Mister Scrimgeour's Aviary
Last Tuesday, Mr Scrimgeour realised his lifelong ambition. Five hundred yards to the south of the Pang Hill Orphanage, he threw open the gates of his aviary. The tots had been gathered outside for three hours, the tinier ones literally wetting themselves with excitement. The big fat sun battered down: it was a cloudless day.
Mr Scrimgeour had announced the opening of his aviary only the day before, but work had been going on for months, if not years. The parentless infants had grown used to the sight, from the orphanage windows, of a gigantic fence of corrugated iron. Suddenly, overnight, it was gone, the outer walls of the aviary visible at last. As they ate their breakfast porridge, they were told that they would be the very first visitors. Mr Scrimgeour did not even want to be paid.
And now, at noon, they marched solemnly in, their excitement replaced by awe. At first, there were no birds to be seen. Beyond the main gate, at the end of a muddy pathway, were two further gates: huge, of beaten bronze, and each with a sign upon it, a single word, black on white, in letters so plain and clear that even the most myopic infant could read them, if they could read at all, and many of them could not, because the Pang Hill Orphanage was a notoriously ill-run institution, the principal an unscrupulous ex-mariner who picked his staff from wretched sinks of iniquity down by the docks. Between the gates stood Mr Scrimgeour, wearing a peculiarly dainty hat.
"Hello, hello, oh hello children!" he cried, his jollity somewhat forced. "You must come and see my birds! But you must choose. You may only enter through one gate. On one side, you will find cages containing specimens of all the birds that the Bible says are clean. And on the other, the birds that the Bible says are unclean. The choice is yours!"
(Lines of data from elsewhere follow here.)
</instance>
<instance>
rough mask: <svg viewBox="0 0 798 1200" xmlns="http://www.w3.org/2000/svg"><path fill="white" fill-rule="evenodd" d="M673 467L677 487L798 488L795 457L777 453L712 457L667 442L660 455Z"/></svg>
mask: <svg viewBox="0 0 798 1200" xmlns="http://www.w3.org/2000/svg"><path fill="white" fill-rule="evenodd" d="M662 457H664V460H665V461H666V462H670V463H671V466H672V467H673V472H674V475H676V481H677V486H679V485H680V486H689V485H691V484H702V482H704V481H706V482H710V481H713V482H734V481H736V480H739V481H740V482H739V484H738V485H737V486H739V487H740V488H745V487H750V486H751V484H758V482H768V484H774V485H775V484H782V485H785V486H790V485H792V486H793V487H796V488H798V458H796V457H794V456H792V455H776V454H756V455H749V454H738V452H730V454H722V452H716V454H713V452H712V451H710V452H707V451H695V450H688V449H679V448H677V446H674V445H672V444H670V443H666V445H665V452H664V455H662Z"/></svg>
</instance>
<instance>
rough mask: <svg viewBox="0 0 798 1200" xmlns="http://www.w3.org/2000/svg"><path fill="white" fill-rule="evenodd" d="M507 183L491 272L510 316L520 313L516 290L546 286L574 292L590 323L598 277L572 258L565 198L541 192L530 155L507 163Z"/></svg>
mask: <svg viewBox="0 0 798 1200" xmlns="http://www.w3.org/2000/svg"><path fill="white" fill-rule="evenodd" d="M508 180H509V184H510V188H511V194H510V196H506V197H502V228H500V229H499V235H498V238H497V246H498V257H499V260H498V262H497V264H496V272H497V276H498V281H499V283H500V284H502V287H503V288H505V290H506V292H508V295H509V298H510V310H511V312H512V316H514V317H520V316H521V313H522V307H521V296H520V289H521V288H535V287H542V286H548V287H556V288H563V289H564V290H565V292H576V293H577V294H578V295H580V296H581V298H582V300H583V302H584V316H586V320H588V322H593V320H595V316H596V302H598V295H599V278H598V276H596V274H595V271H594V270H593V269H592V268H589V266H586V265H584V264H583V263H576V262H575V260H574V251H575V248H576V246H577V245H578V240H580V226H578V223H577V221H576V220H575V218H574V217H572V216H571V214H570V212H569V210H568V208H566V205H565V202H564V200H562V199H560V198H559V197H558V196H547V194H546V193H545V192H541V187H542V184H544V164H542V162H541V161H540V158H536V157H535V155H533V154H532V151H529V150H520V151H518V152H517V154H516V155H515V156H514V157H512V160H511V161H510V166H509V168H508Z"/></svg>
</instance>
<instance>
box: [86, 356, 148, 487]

The poor little Godless tinies looked at each other, and at Mr Scrimgeour, and at the gates. Whatever may lie behind them, the gates themselves were identical - neither glistening and shiny nor stained and splattered with muck. They did not know that behind one gate they would find turtle doves, pigeons, quails, sparrows, swallows, cocks and hens, partridges and cranes, and that behind the other were eagles, ossifrage, ospreys, vultures, gledes, kites, ravens, owls, great owls, little owls, hawks, nighthawks, cuckoos, cormorants, swans, pelicans, gier eagles, storks, herons, lapwings, bats, ostriches, peacocks and bitterns. The poor little mites had no idea at all, and they could certainly not ask for guidance from the ruffians in whose charge they languished. No doubt, dear reader, you have read your Bible and can run to the orphans' aid, and while you are about it, release the bats!